- Em 8 de março, o senador Flávio Bolsonaro (PL‑RJ) fez live alegando que a busca e apreensão na casa de Jair Bolsonaro seria “cortina de fumaça”.
- Ele afirmou que o ministro Alexandre de Moraes teria pedido à defesa do pai a localização de armas para encobrir sua fala nos EUA.
- Na realidade, a ordem de busca foi emitida por Moraes para que Jair Bolsonaro entregasse oito armas registradas em seu nome até 7 de março.
- A ação da Polícia Federal, autorizada pelo STF, não tem vínculo com a audiência de Flávio nos Estados Unidos.
Nos EUA, onde esticou a temporada de cinco dias para falar por 4 minutos em audiência sobre o tarifaço, Flávio Bolsonaro (PL-RJ) fez uma live na manhã desta quarta-feira (8) em que mentiu sobre a ação da Polícia Federal (PF) na casa do pai, Jair Bolsonaro (PL). Segundo o senador, a ação, autorizada pelo ministro Alexandre de Moraes, do Supremo Tribunal Federal (STF) foi uma “cortina de fumaça” para ofuscar a fala que fez nos EUA.
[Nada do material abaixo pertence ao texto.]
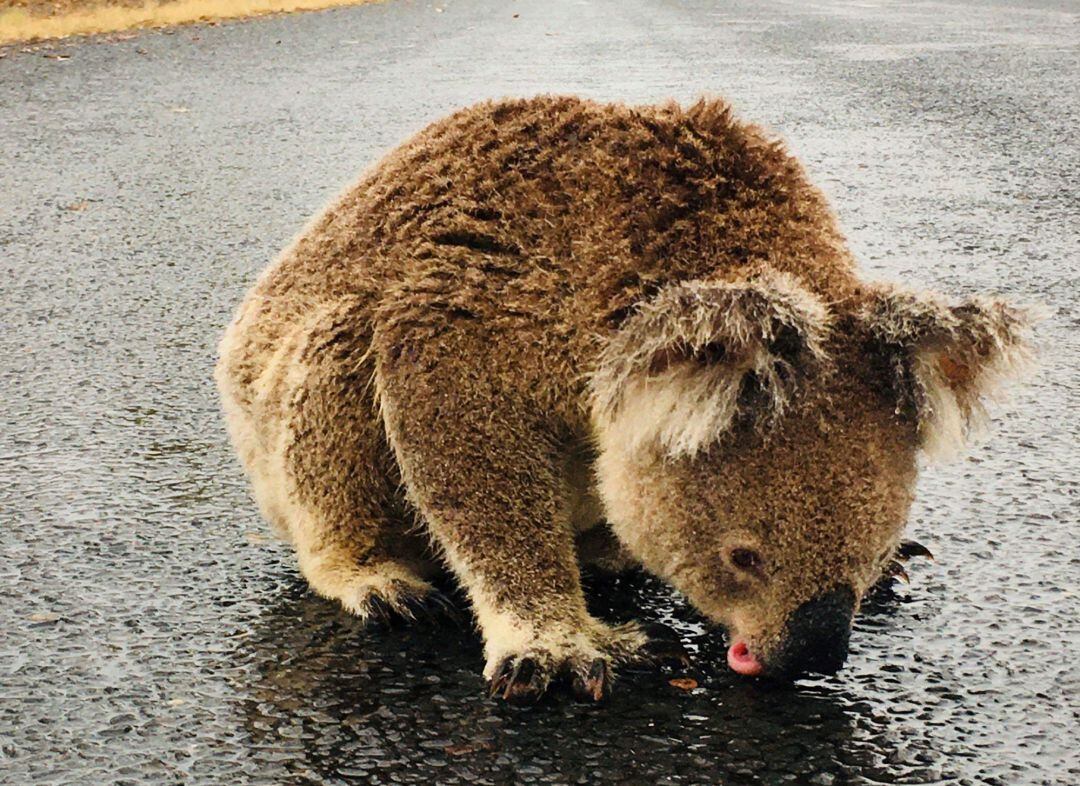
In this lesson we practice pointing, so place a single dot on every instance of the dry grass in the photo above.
(39, 19)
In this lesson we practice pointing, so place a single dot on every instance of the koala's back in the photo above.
(552, 216)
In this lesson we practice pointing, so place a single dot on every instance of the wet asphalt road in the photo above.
(151, 631)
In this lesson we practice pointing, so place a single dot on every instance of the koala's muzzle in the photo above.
(817, 636)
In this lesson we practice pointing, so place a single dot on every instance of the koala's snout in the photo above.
(817, 635)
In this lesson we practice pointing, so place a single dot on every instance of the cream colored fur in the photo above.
(688, 403)
(959, 356)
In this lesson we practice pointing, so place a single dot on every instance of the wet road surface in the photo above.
(151, 629)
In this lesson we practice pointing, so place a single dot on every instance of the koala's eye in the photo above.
(746, 559)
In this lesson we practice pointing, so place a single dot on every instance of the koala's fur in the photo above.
(538, 316)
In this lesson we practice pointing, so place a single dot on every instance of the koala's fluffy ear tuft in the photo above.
(944, 360)
(699, 354)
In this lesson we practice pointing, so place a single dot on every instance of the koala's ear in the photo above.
(943, 360)
(688, 362)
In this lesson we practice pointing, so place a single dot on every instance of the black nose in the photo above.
(818, 634)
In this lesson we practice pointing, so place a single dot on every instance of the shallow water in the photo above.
(153, 632)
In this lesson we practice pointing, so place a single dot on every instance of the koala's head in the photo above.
(758, 449)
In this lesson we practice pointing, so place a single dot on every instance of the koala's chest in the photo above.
(585, 510)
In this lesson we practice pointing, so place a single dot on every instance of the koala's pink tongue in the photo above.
(740, 660)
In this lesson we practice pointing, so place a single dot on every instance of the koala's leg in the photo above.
(484, 472)
(597, 547)
(340, 500)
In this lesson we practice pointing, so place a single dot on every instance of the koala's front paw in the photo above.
(582, 662)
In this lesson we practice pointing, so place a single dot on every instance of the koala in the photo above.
(550, 333)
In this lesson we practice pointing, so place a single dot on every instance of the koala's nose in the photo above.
(818, 634)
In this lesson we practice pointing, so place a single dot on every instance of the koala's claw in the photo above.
(594, 685)
(433, 607)
(410, 604)
(663, 646)
(520, 680)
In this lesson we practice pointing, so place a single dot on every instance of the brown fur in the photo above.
(540, 313)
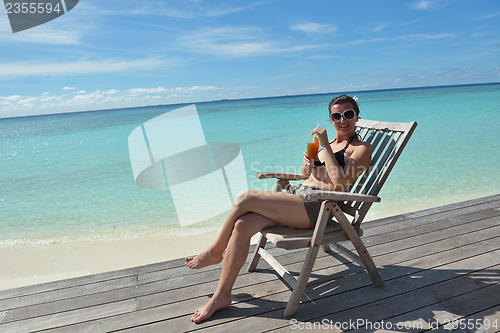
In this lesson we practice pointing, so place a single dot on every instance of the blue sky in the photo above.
(112, 54)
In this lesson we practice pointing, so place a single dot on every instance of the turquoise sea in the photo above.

“Bolsonaro acabou de tomar mais uma busca e apreensão agora pela manhã, o que na minha percepção é uma clara tentativa de criar uma cortina de fumaça nesse momento que eu estou aqui trabalhando pelo Brasil para tentar dividir o noticiário com coisas negativas”, disse o “01”.
Flávio então passa a mentir sobre o motivo da ação, dizendo que o ministro do STF teria apenas pedido a defesa do pai para “informar onde estão as outras armas”, além a da que foi apreendida com um militar que fazia a segurança de Jair Bolsonaro.
“Desde a sexta-feira passada, a defesa está informando: olha, essa arma aqui está em tal lugar, essa aqui está no exército, essa aqui está na polícia federal porque teve essa operação, ficaram com essa arma lá, essa arma aqui tá em outro lugar. Tudo informado, claramente, com tranquilidade, com transparência, com documentos, tudo informado ao Alexandre de Moraes. Aí o que que acontece hoje? Ele faz uma busca e apreensão para saber se a defesa estava mentindo ou não”, mentiu.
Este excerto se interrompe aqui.